The wireless revenues, main money spinner for the telco, dropped 7.5% to Rs 4010 crore while EBIDTA margin fell 540 basis points to 35.4%. In a statement, the company said higher competitive intensity, aggressive tariff restructuring by the telecom operators and higher network and operational costs owing to a nationwide GSM rollout have impacted wireless segment and EBIDTA margin.

The domestic telecom sector is witnessing steeper fall in valuations after the operators reduced tariffs significantly to gain market share. The valuations of Bharti and RCOM slipped 27% and 36%, respectively, in one month. Analysts have downgraded future revenue expectations of the top players citing the sharp fall in average revenue per user due to the recent tariff revision.

As per the latest Citi Equity Research report dated 27 October 2009, Citi has maintained Sell rating on the stock given High leverage (Net Debt at 3.2x FY10E EBITDA) which makes RCOM more exposed to industry risks and strong collateral damage from the ongoing tariff war on tower company tenancy and hence valuation and capital raising.

As per earlier Parekh Committee Report, RCOM booked certain revenue items totaling Rs26.5bn in FY08, which is key to the revenue reconciliation. It seems to comprise either (i) one-off items (sale of debtors, sale of expired pre-paid cards, refunds) or (ii) non-wireless items (handset sales/incentive, dealer network sharing and foreign sub income). If true, Citi estimate this may have resulted in “true” mobile ARPU and EBITDA being lower by c15% and c26% respectively in FY08.

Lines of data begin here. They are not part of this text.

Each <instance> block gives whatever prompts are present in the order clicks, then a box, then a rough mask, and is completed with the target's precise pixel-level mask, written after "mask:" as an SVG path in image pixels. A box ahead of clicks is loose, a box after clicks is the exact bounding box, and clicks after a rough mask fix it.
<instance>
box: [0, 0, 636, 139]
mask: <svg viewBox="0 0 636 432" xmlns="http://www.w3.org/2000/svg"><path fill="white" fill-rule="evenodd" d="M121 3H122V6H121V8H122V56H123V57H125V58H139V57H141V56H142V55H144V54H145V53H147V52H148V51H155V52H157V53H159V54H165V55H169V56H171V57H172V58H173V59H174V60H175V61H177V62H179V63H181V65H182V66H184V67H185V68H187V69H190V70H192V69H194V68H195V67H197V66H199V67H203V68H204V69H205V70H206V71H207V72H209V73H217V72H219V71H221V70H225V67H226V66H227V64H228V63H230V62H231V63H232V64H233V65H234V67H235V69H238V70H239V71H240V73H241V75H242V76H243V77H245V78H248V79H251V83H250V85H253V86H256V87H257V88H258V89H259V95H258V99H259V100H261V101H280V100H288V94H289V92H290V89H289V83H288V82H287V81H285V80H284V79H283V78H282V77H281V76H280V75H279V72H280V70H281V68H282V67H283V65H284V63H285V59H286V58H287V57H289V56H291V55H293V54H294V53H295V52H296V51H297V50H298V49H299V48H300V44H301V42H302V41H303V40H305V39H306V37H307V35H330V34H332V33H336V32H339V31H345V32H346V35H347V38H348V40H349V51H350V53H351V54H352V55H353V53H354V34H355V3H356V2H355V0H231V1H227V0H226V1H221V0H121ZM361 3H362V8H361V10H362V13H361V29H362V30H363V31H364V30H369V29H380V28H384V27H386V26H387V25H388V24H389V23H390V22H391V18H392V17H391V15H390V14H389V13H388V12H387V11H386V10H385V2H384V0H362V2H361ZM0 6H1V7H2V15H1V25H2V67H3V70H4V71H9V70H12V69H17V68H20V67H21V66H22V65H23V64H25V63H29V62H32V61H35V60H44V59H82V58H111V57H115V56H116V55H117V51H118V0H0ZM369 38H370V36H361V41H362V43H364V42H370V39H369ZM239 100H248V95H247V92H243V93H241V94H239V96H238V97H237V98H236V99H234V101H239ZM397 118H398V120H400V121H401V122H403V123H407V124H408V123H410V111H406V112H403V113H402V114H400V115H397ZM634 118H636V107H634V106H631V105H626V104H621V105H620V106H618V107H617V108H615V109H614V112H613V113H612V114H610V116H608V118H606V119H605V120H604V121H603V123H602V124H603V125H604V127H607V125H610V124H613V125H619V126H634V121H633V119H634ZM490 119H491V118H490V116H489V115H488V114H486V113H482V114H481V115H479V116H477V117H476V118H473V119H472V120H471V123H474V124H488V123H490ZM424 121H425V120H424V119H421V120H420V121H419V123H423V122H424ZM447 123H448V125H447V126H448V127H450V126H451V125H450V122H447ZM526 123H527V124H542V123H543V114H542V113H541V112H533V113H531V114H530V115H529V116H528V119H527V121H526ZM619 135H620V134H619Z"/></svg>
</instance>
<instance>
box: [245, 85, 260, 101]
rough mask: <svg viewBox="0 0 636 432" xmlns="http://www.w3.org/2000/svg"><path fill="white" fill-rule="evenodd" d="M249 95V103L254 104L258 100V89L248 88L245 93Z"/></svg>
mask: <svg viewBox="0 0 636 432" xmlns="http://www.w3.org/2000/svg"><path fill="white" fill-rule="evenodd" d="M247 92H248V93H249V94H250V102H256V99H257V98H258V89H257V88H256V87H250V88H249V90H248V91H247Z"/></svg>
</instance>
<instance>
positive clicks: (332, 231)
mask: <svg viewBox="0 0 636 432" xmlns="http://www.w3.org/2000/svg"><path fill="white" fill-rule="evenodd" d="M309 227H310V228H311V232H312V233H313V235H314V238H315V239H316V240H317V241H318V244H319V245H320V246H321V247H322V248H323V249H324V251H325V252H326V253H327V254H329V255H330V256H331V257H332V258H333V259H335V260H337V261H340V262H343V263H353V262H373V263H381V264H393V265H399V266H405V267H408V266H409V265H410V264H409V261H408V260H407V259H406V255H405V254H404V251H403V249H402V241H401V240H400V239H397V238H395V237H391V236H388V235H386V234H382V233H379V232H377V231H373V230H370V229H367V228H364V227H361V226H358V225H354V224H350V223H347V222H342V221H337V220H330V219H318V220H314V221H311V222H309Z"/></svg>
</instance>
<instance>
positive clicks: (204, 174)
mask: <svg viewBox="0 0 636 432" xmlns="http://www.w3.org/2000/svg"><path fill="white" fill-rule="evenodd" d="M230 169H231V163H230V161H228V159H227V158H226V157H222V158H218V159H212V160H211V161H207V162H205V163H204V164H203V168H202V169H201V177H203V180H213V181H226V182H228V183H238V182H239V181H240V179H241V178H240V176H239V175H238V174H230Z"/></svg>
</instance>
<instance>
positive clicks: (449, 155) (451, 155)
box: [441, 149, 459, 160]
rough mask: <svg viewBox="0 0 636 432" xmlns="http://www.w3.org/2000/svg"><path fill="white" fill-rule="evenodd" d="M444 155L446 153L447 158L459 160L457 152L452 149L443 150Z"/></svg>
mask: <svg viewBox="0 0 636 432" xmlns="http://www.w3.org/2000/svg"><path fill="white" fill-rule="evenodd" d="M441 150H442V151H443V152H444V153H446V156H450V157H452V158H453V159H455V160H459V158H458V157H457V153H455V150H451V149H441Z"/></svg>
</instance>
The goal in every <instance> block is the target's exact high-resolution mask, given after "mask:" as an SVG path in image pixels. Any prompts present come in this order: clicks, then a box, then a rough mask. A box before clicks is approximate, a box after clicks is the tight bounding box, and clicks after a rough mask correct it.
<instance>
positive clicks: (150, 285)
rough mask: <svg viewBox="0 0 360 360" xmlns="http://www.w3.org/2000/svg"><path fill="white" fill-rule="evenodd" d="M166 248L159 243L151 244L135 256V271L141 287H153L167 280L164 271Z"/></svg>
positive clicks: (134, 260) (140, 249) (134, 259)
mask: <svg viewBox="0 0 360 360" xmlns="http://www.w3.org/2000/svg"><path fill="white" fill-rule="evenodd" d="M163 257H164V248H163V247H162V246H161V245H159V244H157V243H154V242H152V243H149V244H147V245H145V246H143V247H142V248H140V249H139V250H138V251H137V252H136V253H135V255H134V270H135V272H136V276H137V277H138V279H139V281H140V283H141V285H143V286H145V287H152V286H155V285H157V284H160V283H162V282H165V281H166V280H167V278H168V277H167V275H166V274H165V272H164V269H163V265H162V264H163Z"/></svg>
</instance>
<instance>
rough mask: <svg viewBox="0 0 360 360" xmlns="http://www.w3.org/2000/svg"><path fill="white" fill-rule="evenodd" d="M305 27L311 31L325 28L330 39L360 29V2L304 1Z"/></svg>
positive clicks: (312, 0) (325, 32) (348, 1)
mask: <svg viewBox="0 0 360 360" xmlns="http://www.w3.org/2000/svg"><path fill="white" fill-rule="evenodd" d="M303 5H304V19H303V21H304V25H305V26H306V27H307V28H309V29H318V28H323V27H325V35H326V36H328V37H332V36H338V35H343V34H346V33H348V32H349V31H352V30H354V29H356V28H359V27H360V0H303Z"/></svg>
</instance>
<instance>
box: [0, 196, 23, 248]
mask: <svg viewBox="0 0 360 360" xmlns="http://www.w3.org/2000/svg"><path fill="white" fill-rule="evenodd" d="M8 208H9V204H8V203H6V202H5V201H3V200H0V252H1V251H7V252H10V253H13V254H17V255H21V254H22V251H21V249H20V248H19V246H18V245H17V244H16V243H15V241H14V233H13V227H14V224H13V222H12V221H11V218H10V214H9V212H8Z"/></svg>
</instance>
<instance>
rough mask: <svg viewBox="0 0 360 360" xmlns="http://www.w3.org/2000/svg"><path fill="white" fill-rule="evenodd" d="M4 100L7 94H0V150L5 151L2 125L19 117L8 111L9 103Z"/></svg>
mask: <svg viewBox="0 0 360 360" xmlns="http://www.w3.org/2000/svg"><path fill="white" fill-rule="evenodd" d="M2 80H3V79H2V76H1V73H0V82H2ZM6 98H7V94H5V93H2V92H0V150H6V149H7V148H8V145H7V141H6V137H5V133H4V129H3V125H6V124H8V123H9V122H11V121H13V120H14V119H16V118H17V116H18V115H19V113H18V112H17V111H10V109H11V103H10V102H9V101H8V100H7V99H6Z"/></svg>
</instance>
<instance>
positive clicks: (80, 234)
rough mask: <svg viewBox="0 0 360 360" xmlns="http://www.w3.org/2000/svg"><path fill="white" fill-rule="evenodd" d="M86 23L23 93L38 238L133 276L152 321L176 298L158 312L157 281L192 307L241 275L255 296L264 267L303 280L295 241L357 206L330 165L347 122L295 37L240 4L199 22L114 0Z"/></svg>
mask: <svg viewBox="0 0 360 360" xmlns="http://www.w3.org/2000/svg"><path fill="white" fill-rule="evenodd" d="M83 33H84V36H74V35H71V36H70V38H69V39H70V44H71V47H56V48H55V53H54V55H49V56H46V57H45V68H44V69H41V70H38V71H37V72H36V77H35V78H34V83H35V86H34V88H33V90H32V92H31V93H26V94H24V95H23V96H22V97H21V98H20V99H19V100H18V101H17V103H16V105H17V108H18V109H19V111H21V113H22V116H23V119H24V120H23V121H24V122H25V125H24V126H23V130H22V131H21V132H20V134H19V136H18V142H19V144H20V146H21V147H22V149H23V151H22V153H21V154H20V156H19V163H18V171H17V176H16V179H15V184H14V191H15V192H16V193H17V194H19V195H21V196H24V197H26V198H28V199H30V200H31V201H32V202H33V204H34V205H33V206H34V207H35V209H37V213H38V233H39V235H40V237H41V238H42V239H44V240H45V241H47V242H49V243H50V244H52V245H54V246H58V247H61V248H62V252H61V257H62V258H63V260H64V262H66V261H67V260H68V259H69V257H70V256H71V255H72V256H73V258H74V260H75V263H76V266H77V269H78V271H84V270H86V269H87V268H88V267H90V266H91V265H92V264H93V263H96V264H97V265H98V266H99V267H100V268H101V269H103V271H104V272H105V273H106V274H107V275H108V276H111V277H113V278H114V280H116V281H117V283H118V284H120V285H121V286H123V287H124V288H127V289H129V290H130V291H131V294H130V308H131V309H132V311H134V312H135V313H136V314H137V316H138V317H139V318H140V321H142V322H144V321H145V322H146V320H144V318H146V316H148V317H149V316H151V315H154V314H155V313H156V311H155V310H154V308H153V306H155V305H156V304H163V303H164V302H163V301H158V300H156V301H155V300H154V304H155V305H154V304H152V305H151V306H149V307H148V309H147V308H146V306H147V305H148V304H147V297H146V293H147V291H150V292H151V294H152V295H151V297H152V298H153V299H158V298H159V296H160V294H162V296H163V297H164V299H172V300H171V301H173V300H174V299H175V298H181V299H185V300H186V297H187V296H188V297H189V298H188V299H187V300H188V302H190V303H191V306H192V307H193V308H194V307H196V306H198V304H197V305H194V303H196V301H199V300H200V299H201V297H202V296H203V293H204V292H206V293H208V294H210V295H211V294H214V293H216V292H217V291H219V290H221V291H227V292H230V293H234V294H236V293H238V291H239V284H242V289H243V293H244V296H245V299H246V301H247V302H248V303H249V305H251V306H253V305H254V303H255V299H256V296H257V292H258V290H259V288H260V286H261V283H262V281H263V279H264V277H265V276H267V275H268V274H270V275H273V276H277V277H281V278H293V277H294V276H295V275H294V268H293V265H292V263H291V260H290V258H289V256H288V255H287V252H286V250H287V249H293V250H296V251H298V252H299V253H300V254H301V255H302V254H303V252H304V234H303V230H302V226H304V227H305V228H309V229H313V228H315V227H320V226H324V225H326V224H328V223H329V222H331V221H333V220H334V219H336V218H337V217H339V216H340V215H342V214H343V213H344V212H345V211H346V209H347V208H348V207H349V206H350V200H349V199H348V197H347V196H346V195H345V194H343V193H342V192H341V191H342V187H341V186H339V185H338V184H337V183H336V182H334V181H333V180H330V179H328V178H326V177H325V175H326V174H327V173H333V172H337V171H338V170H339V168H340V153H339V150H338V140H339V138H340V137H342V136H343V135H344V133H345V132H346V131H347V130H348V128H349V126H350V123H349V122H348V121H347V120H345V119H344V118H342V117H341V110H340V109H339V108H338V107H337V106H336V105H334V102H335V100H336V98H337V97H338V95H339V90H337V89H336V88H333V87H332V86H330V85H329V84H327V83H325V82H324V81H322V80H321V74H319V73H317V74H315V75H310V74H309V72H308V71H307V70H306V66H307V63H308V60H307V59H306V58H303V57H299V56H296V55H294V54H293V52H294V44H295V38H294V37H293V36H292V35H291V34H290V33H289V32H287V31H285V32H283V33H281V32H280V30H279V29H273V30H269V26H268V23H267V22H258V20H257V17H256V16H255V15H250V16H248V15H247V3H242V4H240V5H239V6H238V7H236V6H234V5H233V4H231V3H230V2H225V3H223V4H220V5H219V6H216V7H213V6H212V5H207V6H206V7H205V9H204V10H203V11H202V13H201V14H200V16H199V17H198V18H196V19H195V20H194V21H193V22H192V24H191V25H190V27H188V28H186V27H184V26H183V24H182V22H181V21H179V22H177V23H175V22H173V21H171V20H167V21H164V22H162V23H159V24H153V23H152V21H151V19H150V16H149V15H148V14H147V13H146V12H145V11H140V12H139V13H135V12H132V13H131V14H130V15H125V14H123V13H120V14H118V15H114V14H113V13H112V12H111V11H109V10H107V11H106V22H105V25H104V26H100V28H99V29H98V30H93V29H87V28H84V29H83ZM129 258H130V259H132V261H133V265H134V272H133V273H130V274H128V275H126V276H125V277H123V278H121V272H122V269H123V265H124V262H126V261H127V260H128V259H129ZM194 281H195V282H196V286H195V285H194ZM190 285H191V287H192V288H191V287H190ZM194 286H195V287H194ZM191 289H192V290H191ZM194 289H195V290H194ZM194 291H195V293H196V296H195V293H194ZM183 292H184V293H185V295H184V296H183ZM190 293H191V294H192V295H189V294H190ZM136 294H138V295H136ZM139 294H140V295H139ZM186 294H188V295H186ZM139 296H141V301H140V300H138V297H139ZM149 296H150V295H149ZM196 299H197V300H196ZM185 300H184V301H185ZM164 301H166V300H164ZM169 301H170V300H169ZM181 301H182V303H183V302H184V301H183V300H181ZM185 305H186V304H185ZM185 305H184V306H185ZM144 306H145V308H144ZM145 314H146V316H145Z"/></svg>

There have been been media reports sale of debtors of Rs6.17bn is to four entities, namely Neptune Steel Strips Ltd., Shriyam Autofin Ltd., Mahima Mercantile Credit Ltd. and Traitrya Construction Fin Ltd. Though the sale may have happened at a big discount to the bill value, the ability of these companies to take on (from a funding perspective) and recover the debtors which were earlier written off, is questionable, especially if they pertained to the handset bundled schemes launched 4-5 years back (Monsoon Hungama).